The West End Word recently had the opportunity to ask the question to which I have been eager to know the answer: How many comments were submitted by the public either online or in person during the Framing a Modern Masterpiece competition's one week public comment period. The answer: 610.

On average, more than 5,000 people visit the Arch every day. A timecapsule containing the signatures of 760,000 people is welded inside the Arch's keystone section. More than 2,800,000 people live in the St. Louis metro area. Several hundred million dollars will very likely be spent over the next decade to rebuild, reshape and enhance the grounds and surrounding area and a grand total of 610 comments were submitted.

There are approximately 80,000 daily workers in downtown St. Louis. Nearly 10,000 live in downtown St. Louis. A number of companies in or near downtown employ many more than 610. It's not uncommon for an online Post-Dispatch article to garner 100 comments in a matter of hours. Someone clicks on urbanstl.com 610 times every few hours and 1,000 votes were registered on the urbanSTL poll in just more than a week.

According to story, comments came from 22 states, meaning fewer than 600 were submitted by Missouri and Illinois residents. A summarized version of the comments has been supplied to the 8-person competition jury. urbanSTL has requested a copy of that summary. Clearly the vast majority of people in the St. Louis region either see the Arch grounds and downtown as something that does not and will not affect them in any real way, do not believe that their voice will be listened to, or were unaware that their input was wanted.

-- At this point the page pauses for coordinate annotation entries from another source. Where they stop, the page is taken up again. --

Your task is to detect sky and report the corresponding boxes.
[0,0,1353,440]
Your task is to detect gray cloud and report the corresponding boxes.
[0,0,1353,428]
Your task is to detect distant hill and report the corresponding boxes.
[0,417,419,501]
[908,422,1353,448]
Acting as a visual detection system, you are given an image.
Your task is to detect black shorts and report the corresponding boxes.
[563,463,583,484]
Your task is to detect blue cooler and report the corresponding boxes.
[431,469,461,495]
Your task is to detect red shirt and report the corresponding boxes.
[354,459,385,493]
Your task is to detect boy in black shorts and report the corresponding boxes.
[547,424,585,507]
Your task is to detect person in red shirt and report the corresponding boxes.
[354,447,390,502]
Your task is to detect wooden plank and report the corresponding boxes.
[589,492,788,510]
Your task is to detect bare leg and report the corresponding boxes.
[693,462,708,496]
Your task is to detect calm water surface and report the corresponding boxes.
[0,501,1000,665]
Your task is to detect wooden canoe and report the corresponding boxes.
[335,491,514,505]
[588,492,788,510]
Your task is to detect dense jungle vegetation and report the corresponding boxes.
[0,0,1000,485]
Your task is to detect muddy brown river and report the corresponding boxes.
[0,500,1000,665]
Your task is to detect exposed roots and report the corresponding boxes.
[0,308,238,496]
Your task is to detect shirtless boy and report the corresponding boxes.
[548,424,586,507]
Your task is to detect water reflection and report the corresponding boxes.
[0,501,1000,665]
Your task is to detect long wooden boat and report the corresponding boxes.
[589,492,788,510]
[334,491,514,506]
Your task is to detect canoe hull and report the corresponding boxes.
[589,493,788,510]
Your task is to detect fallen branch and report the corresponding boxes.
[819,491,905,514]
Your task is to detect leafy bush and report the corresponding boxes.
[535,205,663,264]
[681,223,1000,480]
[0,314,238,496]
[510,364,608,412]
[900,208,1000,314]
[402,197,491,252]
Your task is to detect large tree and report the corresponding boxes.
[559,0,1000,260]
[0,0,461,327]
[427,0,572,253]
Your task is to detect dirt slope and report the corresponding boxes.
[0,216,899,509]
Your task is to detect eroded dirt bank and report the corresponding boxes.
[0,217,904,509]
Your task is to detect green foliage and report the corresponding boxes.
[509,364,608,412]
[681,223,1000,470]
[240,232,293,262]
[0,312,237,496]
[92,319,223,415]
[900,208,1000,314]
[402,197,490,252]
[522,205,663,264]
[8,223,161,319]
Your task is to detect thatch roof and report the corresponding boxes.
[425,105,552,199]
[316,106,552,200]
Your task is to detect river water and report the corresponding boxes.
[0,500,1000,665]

I've written previously about the death of the civic experience and it would be difficult for anyone to not see 610 comments as anything other than a failure. Ultimately, the failure is that of individuals who chose not to weigh in on a process that will affect the region for decades to come. But why didn't more people weigh in? Those wishing to leave comments could do so in person at the Arch grounds and online at the NPS website. There's obviously a much larger question here about civic participation.

Short of offering a solution to Robert Putnam's Bowling Alone, what more could have been done to encourage public participation? I think it's no longer sufficient to expect that anyone who cares will participate. It's a simple enough premise, but clearly a flawed one. If public participation is wanted, then one must invite it, seek it out and work for it.

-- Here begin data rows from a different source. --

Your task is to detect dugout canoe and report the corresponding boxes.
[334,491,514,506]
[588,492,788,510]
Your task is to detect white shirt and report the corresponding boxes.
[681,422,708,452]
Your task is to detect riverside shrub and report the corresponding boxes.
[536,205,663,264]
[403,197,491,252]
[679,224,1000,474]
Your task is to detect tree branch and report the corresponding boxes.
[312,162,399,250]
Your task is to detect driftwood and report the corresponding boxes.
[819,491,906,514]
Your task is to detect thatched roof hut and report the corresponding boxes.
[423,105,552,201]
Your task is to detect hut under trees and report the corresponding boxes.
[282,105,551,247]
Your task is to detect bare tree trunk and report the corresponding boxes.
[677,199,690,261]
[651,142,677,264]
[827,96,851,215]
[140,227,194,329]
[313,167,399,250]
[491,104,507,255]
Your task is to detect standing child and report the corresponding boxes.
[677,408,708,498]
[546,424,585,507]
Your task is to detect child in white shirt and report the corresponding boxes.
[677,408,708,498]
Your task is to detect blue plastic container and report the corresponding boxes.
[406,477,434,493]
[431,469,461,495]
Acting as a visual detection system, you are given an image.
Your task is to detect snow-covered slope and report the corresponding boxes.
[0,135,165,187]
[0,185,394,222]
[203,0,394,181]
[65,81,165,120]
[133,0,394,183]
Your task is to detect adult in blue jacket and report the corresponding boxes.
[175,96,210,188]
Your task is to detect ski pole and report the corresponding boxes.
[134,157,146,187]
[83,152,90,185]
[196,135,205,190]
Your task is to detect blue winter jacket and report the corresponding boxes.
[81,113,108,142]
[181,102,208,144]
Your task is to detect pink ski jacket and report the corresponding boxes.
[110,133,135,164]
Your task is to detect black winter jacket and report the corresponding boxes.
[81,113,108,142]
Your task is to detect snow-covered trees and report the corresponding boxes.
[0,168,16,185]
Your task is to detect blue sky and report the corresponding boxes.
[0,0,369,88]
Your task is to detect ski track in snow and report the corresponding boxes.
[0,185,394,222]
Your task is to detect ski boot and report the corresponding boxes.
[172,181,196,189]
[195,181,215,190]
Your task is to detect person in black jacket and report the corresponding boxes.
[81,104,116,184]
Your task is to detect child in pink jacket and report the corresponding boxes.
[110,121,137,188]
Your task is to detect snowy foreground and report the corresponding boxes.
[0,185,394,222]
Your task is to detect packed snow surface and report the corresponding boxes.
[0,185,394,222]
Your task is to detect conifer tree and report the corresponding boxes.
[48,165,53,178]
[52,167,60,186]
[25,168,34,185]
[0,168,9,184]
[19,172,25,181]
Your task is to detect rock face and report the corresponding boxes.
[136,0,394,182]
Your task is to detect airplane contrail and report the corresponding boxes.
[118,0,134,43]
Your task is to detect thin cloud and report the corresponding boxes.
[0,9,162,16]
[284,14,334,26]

Could the NPS and the Framing a Modern Masterpiece competition had a more consistent online presence? More public events to engage the people of St. Louis? Could the dearth news coverage have contributed to the apathy? The return of Rick Ankiel or the weekly carnage on our Interstates get more coverage than the Arch competition has received.

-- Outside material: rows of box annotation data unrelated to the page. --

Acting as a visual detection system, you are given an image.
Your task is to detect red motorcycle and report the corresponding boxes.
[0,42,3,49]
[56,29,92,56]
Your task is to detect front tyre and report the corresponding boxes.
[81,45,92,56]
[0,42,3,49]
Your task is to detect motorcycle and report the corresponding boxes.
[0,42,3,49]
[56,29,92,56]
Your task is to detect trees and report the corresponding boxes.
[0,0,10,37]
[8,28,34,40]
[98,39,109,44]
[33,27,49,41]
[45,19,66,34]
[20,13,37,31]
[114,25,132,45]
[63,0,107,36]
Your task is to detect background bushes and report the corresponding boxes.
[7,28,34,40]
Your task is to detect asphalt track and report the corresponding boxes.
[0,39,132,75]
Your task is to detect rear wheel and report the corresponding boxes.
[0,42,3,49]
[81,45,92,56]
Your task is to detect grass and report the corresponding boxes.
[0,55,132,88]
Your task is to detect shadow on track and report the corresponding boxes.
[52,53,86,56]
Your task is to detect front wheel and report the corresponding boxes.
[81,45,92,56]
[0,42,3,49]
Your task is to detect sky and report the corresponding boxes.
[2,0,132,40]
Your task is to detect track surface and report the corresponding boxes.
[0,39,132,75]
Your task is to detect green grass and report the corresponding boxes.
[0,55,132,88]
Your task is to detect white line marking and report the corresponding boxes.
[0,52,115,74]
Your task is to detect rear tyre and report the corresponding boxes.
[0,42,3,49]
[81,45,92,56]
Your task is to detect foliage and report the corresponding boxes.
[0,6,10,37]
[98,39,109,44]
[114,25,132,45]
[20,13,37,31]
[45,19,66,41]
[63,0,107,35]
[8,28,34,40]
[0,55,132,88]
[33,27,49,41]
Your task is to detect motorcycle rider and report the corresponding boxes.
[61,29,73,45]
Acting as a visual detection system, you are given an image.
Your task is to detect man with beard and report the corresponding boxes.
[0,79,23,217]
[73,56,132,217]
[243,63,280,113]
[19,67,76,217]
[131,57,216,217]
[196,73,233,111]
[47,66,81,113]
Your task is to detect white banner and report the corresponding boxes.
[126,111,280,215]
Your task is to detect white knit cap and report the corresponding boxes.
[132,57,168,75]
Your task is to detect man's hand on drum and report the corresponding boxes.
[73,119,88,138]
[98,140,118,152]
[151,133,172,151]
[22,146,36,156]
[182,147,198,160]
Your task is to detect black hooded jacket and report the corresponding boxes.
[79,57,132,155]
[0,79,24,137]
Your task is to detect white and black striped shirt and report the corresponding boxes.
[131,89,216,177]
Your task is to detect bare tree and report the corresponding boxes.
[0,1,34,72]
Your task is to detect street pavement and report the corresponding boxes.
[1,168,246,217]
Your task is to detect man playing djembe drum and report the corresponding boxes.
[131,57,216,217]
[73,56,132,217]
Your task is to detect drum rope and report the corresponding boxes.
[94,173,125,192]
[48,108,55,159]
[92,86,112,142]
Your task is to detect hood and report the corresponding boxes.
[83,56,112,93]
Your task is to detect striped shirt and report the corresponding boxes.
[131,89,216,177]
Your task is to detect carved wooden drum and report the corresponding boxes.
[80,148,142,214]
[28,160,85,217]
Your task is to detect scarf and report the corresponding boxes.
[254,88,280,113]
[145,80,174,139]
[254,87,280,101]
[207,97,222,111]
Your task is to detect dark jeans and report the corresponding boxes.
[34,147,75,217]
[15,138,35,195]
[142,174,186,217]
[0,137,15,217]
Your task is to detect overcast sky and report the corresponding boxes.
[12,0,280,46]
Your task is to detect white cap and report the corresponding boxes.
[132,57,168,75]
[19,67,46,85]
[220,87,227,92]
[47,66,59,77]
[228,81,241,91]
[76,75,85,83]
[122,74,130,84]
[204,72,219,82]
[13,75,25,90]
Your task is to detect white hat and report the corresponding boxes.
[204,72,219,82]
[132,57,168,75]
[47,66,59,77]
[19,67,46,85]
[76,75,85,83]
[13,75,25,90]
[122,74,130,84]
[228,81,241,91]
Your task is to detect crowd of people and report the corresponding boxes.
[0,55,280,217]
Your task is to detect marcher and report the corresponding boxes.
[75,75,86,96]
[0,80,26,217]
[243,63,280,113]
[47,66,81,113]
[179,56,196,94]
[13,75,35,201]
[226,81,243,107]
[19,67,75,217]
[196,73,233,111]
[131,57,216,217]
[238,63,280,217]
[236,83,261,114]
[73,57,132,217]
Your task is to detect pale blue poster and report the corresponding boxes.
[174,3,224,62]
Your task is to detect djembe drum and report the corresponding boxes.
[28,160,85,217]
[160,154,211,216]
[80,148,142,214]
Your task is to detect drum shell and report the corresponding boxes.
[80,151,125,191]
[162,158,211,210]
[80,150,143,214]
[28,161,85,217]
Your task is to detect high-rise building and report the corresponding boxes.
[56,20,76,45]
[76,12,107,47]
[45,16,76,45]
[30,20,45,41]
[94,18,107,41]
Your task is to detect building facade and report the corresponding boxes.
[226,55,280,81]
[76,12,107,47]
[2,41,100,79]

I'm more interested in this competition and the City than most, but I truly expected that full reviews of the final five designs would be offered by several news outlets. Both the Post-Dispatch and St. Louis Beacon offered reviews following the team's jury presentation, the day after the public comment period ended. The Riverfront Times online linked to urbanSTL reviews.

Some may ask if it matters, given that a jury of eight will ultimately decide the winner of the competition. If you care about civic life, if you think that what the people of St. Louis want for their own community is important, then yes, public participation matters.